Now there is one point Tim Cook mentioned that I interpreted in a different way from other analyses I’ve seen of yesterday’s announcement. Tim Cook said something to the effect that Apple Watch Edition will be available only in extremely limited supplies, and only in “select retail stores”. Most of what I’ve read suggests this means that only some of the Apple Stores will be carrying Apple Watch Edition. Personally, I don’t think any Apple Stores will be carrying it. I think it will only be sold in exclusive luxury jewelry and watch stores. Rodeo Drive kind of places. (I guess… what the hell do I know? I’m sure there’s some ultra-luxury shopping venue I’ve never even heard of, and the people who shop there look down their noses at lowly Rodeo Drive.)

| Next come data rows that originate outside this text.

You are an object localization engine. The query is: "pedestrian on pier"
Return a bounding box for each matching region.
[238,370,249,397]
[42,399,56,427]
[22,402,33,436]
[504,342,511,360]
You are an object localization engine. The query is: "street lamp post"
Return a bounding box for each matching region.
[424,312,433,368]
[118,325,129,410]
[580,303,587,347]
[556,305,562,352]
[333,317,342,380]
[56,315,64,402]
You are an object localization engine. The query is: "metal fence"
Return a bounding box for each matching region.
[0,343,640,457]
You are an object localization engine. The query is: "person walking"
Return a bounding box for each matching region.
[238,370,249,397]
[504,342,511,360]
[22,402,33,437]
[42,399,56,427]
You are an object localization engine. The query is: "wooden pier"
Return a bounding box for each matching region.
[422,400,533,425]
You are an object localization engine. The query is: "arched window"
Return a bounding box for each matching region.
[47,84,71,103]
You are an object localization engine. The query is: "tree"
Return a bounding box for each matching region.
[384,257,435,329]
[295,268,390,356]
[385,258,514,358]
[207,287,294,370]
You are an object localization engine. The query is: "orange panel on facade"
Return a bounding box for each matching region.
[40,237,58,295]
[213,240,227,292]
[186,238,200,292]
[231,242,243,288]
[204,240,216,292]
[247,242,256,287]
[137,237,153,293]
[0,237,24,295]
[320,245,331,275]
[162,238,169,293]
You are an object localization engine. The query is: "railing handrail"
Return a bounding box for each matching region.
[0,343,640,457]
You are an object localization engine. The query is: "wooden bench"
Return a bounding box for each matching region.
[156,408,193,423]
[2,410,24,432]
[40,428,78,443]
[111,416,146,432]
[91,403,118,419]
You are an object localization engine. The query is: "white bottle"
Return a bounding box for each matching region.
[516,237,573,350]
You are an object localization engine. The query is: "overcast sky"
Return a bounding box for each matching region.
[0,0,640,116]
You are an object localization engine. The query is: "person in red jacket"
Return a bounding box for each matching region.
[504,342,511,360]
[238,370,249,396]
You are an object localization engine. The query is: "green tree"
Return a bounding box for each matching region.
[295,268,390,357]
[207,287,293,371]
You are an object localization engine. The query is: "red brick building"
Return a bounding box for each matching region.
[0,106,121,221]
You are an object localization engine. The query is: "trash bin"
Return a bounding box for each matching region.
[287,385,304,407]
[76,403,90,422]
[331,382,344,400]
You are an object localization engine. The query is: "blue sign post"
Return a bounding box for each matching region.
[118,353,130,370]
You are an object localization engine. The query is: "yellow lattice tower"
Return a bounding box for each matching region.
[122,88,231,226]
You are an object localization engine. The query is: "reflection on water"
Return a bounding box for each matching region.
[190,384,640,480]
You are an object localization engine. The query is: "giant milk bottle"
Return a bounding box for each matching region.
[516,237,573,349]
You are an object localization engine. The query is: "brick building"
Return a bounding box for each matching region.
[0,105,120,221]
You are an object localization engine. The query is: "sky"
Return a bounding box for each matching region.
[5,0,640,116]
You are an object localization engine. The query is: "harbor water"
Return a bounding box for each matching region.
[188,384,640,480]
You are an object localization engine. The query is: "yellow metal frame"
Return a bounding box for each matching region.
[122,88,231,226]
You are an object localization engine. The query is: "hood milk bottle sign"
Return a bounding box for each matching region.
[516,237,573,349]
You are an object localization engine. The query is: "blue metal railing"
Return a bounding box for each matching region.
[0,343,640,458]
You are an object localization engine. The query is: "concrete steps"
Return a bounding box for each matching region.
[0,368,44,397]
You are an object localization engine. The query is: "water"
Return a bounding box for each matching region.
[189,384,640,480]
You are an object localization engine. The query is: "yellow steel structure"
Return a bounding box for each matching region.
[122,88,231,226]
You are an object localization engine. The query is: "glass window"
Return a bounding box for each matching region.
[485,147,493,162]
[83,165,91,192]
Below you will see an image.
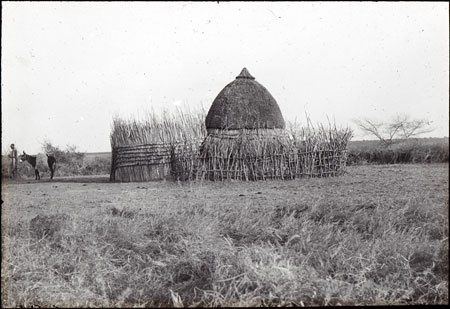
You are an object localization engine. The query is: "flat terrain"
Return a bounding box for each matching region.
[2,164,449,307]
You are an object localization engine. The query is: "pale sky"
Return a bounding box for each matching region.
[1,2,449,154]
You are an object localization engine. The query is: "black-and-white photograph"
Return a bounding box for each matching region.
[1,1,450,308]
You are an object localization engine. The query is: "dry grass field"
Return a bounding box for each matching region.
[1,163,449,307]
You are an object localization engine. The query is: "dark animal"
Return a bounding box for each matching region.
[20,151,56,180]
[47,155,56,179]
[20,151,41,180]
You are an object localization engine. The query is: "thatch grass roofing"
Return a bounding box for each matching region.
[206,68,285,130]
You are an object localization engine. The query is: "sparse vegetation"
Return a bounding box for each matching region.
[2,164,449,307]
[347,137,449,165]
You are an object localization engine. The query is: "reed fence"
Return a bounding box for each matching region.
[110,108,352,182]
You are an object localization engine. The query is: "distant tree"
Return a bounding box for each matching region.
[353,115,433,147]
[42,140,85,173]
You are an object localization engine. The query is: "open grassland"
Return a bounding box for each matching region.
[2,164,449,307]
[347,137,449,165]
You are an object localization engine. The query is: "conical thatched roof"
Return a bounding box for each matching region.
[206,68,285,130]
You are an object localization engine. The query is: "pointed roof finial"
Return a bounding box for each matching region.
[236,68,255,79]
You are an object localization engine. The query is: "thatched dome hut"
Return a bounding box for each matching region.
[200,68,295,180]
[206,68,285,132]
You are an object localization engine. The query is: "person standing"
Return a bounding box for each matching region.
[8,144,17,179]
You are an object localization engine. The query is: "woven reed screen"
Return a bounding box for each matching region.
[111,143,347,182]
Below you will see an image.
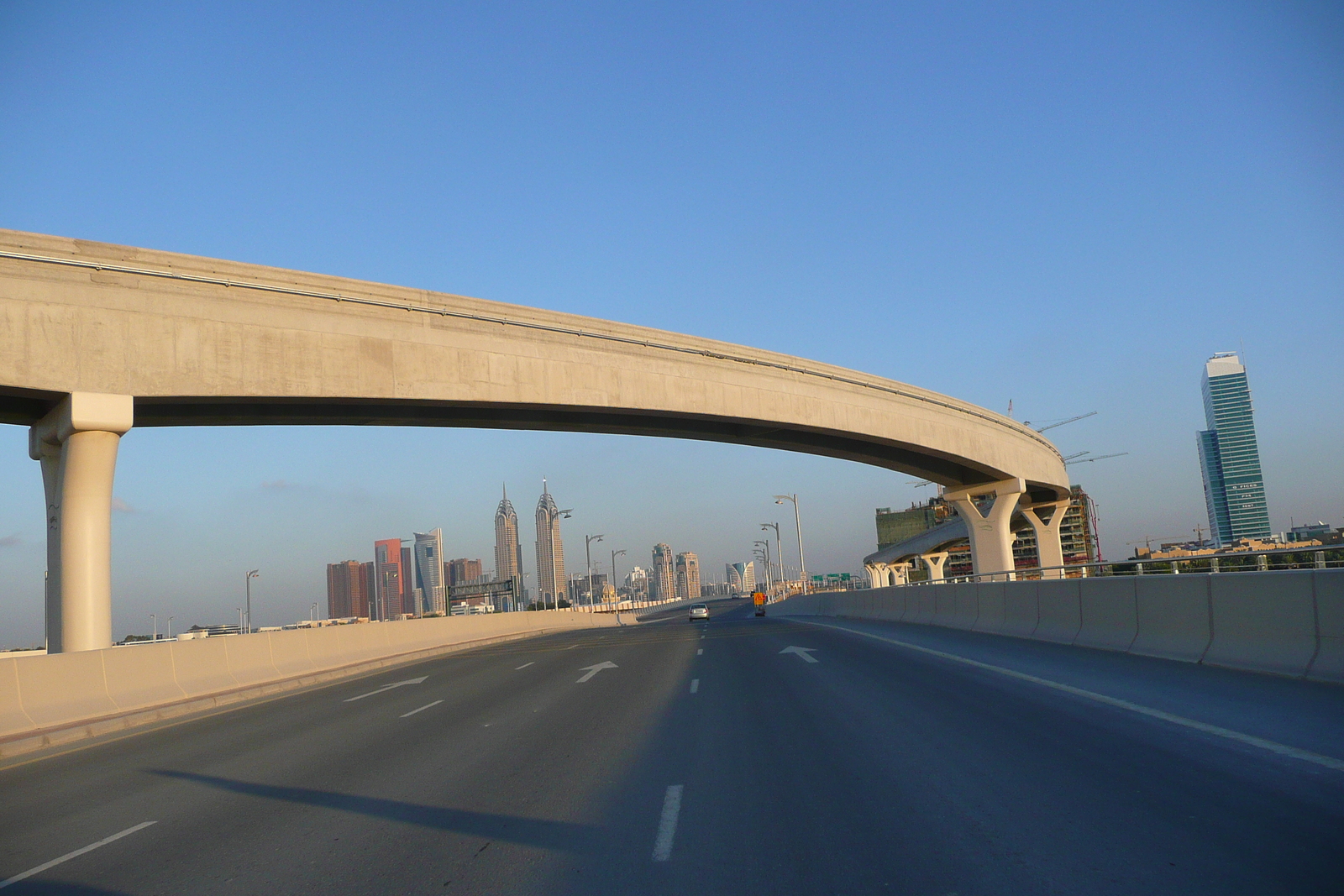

The point is, I think Apple is going out of their way to make Apple Watch Edition so absurdly ultra-exclusive because there’s a very small, very wealthy, and very important niche market for a product this extreme, but for whom it needs to be this extreme, solely as a differentiator. For everybody else who might even consider such a product — everybody — they will be satisfied by either the Apple Watch Sport or the Apple Watch.

The only difference between the regular Apple Watch and the Edition is the metal and the strap. The electronics are identical. The amount of extra R&D Apple had to put into creating the Edition can probably pay for itself, even if the Edition sells just a few hundred units. So, from that perspective, why not create it? But if you do, the only way to make it worthwhile is to go all out, if not completely overboard, with the exclusivity and perceived “luxury” of the object.

I think that’s exactly what Apple has done.